Our results suggest that image features could enhanced prediction accuracy for Rs and NRs to NAC in MIBC and provide potentially more stable performance in comparison to a baseline model of only conventional clinicopathologic variables. We explored potential synergistic effects with different combinations of feature categories and observed that the addition of imaging-derived features from the H&E-derived features to standard clinical and demographic information in this context (strategy V) is able to improve performance from baseline to achieve cross-validation estimated accuracy of 69.17% in the discovery cohort based on 0.5 model threshold, in which we observe an enriched response rate of 64.64% in predicted responders relative to the baseline response rate of 38.03% in the discovery cohort. Importantly, in an independent validation cohort, the applicable model trained on the discovery cohort is able to achieve comparable accuracy of 65.82% and enriched response rates of 64.71% in predicted responders as compared to the baseline response rate of 40.51% in this cohort. Hence, a similar ability of the model to enrich for responders is observed across discovery and validation cohort, attesting to the generalizability of the approach.

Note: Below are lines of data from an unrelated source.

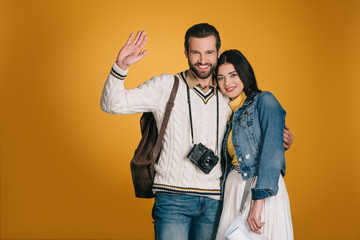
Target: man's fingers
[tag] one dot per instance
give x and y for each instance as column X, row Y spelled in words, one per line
column 129, row 39
column 137, row 37
column 143, row 41
column 140, row 38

These promising results, however, are based on relatively smaller sized cohorts and will need additional validation with larger sized cohorts in addition to the need to aggregate information from multiple sampling points from a given sample/patient. Consistent with the previous reports from this cohort, the CD8/FoxP3 ratio metric derived from human interpretation is a significant predictor of response (mean ACC = 72.62%; mean AUC = 0.68). However, the variability of these measures in cross-validation of the discovery cohort overlapped the performance estimates of models that use H&E only (i.e., no IHC-stained sections). Additionally, only an H&E-stained section from the validation cohort was available for assessment of generalizability. Taken together, the results from the discovery cohort suggest that the inclusion of the salient IHC staining of key tumor and immunological biomarkers will increase performance, but based on the limited size of this dataset, we cannot establish this at this point.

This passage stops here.